Closed aweingarten closed 8 years ago
Tika is actually installed as part of Solr itself, though it's slightly non-obvious.
For my own purposes, when I need to use Tika on the server, I add a tika requestHandler to my solrconfig.xml
file like so:
<!-- For Apache Solr and Search API Attachments modules -->
<requestHandler name="/extract/tika"
startup="lazy"
class="solr.extraction.ExtractingRequestHandler" >
<lst name="defaults">
</lst>
<!-- This path only extracts - never updates -->
<lst name="invariants">
<bool name="extractOnly">true</bool>
</lst>
</requestHandler>
Then you can set the path in the Solr Attachments setting to /extract/tika and use that handler.
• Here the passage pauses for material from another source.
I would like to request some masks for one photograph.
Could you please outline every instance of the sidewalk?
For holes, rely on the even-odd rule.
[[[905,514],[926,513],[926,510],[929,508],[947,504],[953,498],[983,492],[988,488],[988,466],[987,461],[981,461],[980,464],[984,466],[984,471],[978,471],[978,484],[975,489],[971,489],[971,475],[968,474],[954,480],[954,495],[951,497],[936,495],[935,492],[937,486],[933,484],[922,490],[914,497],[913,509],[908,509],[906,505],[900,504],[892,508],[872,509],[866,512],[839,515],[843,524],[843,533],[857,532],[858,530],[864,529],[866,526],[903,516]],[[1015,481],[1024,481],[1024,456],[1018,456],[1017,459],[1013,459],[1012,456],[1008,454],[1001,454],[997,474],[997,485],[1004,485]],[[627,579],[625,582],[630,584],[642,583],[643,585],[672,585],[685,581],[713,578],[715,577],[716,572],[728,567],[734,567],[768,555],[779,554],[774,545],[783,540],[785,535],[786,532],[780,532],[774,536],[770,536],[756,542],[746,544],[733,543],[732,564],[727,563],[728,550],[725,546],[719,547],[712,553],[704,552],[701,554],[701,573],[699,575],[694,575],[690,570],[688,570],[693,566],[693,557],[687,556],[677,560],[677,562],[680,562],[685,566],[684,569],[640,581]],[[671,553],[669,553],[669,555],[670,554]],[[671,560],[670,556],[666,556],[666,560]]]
Newer versions of the solr config that comes with Drupal's Solr modules may already have a handler defined that may work (like /update/extract
).
See further:
Ah, one other thing I forgot to mention; you have to point Solr to the proper jar file for extraction too, so where other <lib>
s are defined in solrconfig.xml
, add the following (if using the normal/default settings for the geerlingguy.solr
role):
<lib dir="/opt/solr/dist" regex="apache-solr-cell-\d.*\.jar" />
<lib dir="/opt/solr/contrib/extraction/lib" regex=".*\.jar" />
@geerlingguy, I have a project where I need to use Tika to index attachments. I was wondering what is the best way to install it into DrupalVM. Didn't see anything in the Ansible roles. Is the recommended way to create a script like for "configure-solr"? Is there such a setup script already floating around?